Нужно искать инструменты и возможности, чтобы не приводить общество в болезненное состояние без всякой пандемии
Ректор МГИМО академик Анатолий Торкунов — о миллиарде рублей в эндаумент-фонде, о том, почему важно настаивать на вкладе России в великую Победу, и о неожиданно легком погружении в онлайн-преподавание.
— Как у вас возникла идея стать дипломатом?
— Все произошло достаточно случайно. Юношей я интересовался политикой, много читал о дипломатах — и наших, и зарубежных. В частности, вспоминаю романы Саввы Дангулова, многие из которых экранизировались, по ним ставили спектакли. В то время я живо увлекался театром, смотрел все, что возможно, и не только в Москве, но и в Ленинграде. Мне особенно хорошо запомнился прекрасный образ женщины-дипломата Кольцовой, сыгранный Ангелиной Степановой в Художественном театре в пьесе братьев Тур «Чрезвычайный посол». Художественные образы с одной стороны эмоционально, а с другой — и профессионально сориентировали меня в выборе профессии.
Я сдал довольно сложные вступительные экзамены в МГИМО. При подготовке к поступлению у меня был только один репетитор, по английскому языку: я учился в обычной школе, английский был два раза в неделю, а в классе — около 40 человек. Поступил с первого раза, хотя на моем курсе было много ребят, в том числе детей сотрудников МИДа, которые не поступили сразу и уже поработали кто где: на заводе, в НИИ. А кто-то из них, в том числе и из моих друзей, работали в институте гардеробщиками или в хозчасти, и только через год смогли поступить. Некоторые из них стали послами и даже до сих пор служат. Это к вопросу о том, что якобы мидовские дети всегда имели «зеленый свет» при поступлении. У нас был замечательный курс, добрая дружба, хорошая соревновательность, я бы сказал, не карьерная, а в знаниях.

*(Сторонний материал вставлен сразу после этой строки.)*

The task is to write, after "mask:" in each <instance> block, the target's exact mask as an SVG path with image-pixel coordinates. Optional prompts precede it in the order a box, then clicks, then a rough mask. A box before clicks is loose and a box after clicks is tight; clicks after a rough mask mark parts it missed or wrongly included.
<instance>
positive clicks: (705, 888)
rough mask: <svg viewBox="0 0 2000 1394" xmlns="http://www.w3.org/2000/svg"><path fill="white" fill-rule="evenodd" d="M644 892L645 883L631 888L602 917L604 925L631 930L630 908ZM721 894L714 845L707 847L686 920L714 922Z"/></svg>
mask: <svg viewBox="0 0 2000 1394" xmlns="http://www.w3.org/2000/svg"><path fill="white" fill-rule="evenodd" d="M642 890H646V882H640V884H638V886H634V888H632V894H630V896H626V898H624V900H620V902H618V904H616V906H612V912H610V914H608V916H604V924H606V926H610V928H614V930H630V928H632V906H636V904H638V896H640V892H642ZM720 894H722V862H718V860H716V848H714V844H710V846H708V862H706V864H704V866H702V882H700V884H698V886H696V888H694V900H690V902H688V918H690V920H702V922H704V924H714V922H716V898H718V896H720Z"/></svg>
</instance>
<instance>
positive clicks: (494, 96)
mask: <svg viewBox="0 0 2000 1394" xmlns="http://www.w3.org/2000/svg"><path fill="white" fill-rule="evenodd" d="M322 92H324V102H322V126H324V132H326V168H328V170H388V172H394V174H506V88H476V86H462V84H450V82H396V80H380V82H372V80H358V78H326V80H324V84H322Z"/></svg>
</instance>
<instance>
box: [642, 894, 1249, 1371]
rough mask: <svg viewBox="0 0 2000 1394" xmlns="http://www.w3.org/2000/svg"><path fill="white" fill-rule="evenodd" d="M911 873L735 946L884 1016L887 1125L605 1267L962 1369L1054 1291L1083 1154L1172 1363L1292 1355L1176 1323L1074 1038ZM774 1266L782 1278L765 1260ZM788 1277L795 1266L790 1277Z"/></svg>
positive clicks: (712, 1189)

По окончании учебы меня не отпустили на дипломатическую работу, и я остался в институте. Довольно долго проработал в разных качествах. Затем уехал в посольство СССР в США. Вернувшись снова в институт, стал деканом основного факультета — международных отношений, затем проректором, а в декабре 1992 года на общем собрании был избран ректором МГИМО. Так что большая часть моей жизни связана с институтом и, конечно, с МИДом, где я уже почти 25 лет член коллегии. В 1993 году мне был присвоен ранг посла. Я привлекался ко многим международным мероприятиям и в целом всегда был увлечен помимо образовательной деятельности научной и практической работой. У нас всегда работало много дипломатов, которые были одновременно и крупными учеными. Это и мои учителя, как, например, Сергей Леонидович Тихвинский, выдающийся китаист, дипломат, посол, ректор Дипломатической академии. Мы трудились в одно время на одной кафедре, и он был моим научным ментором, помогал войти в большую науку.
Плата за образование не покрывает расходов
— У МГИМО крупнейший в стране эндаумент-фонд, в формировании которого участвуют очень известные благотворители, в том числе Алишер Усманов и Владимир Потанин. Поскольку такой фонд — редкость в России, хочется узнать, как он возник и какие права и влияние на фонд и университет имеют крупнейшие его доноры?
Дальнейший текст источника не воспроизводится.